Abe has placed priority on resolving the issue and U.S. President Donald Trump has promised to raise it during Tuesday’s momentous meeting with North Korean leader Kim Jong Un in Singapore.
Japan plans to send a senior official from the Foreign Ministry’s Asian and Oceanian Affairs Bureau to the Ulaanbaatar Dialogue from June 14 to 15.
On the fringes of the security forum, the official at the deputy director-general level is expected to speak with a senior official from the Disarmament and Peace Institute, North Korea’s Foreign Ministry think tank, the sources said. The Mongolian government has been serving as an intermediary.
Tokyo is expected to explore contacts with Pyongyang in the months ahead.
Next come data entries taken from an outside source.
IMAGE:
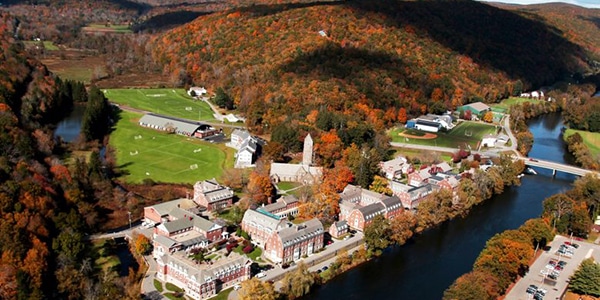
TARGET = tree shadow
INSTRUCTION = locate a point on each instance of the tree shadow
(504, 40)
(351, 64)
(521, 47)
(167, 21)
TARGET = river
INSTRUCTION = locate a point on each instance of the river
(427, 265)
(68, 129)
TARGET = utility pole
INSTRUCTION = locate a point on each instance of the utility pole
(129, 215)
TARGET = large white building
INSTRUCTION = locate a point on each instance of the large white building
(303, 172)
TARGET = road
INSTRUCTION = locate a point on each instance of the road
(555, 288)
(533, 162)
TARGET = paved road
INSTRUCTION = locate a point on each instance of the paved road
(556, 166)
(555, 288)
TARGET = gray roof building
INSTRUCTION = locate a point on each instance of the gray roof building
(180, 126)
(296, 234)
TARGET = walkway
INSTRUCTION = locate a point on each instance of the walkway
(147, 288)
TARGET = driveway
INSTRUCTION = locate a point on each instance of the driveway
(556, 288)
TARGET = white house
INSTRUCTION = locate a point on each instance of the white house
(197, 91)
(489, 140)
(428, 126)
(247, 153)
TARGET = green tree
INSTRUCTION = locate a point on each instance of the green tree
(586, 280)
(255, 289)
(222, 99)
(380, 185)
(297, 283)
(378, 234)
(96, 118)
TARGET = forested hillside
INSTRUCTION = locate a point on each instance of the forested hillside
(46, 205)
(386, 55)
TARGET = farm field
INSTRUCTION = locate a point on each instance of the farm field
(144, 153)
(170, 102)
(590, 139)
(507, 103)
(464, 135)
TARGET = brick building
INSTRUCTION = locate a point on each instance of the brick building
(212, 195)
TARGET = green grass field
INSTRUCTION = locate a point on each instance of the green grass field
(48, 45)
(146, 153)
(590, 139)
(465, 133)
(507, 103)
(170, 102)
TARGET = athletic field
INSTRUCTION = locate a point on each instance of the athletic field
(169, 102)
(146, 153)
(464, 135)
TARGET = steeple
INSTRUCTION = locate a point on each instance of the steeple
(307, 152)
The most immediate opportunity may come next week, when the U.S.-North Korean summit takes place in Singapore, because the government plans to send Abe’s national security adviser, Shotaro Yachi, and Kenji Kanasugi, head of the Asian and Oceanian Affairs Bureau.
In August, a meeting of their foreign ministers could be arranged between Japan and North Korea on the sidelines of an international meeting in Singapore.
If Kim, at Russia’s invitation, takes part in an economic forum in September in Vladivostok in the Russian Far East, Abe may seek to meet him there.
The Japanese government would use the third-country setting to explore the possibility of holding an Abe-Kim summit in either Tokyo or Pyongyang.
“I would like to directly face North Korea and talk with (Kim) so as to achieve an early resolution of the abduction issue,” Abe said Thursday after meeting with Trump at the White House.
Since Trump revealed in March that he intended to meet with Kim, Tokyo has conveyed through multiple channels to Pyongyang that it hopes to resume bilateral talks.
Japan will urge North Korea to follow through on a 2014 bilateral agreement under which Pyongyang agreed to reinvestigate the whereabouts of all of the abductees, the sources said.
It is also expected to explain its basic stance that the normalization of bilateral ties and the extension of economic support will not come unless the abduction, nuclear and missile issues are resolved in a comprehensive manner, according to the sources.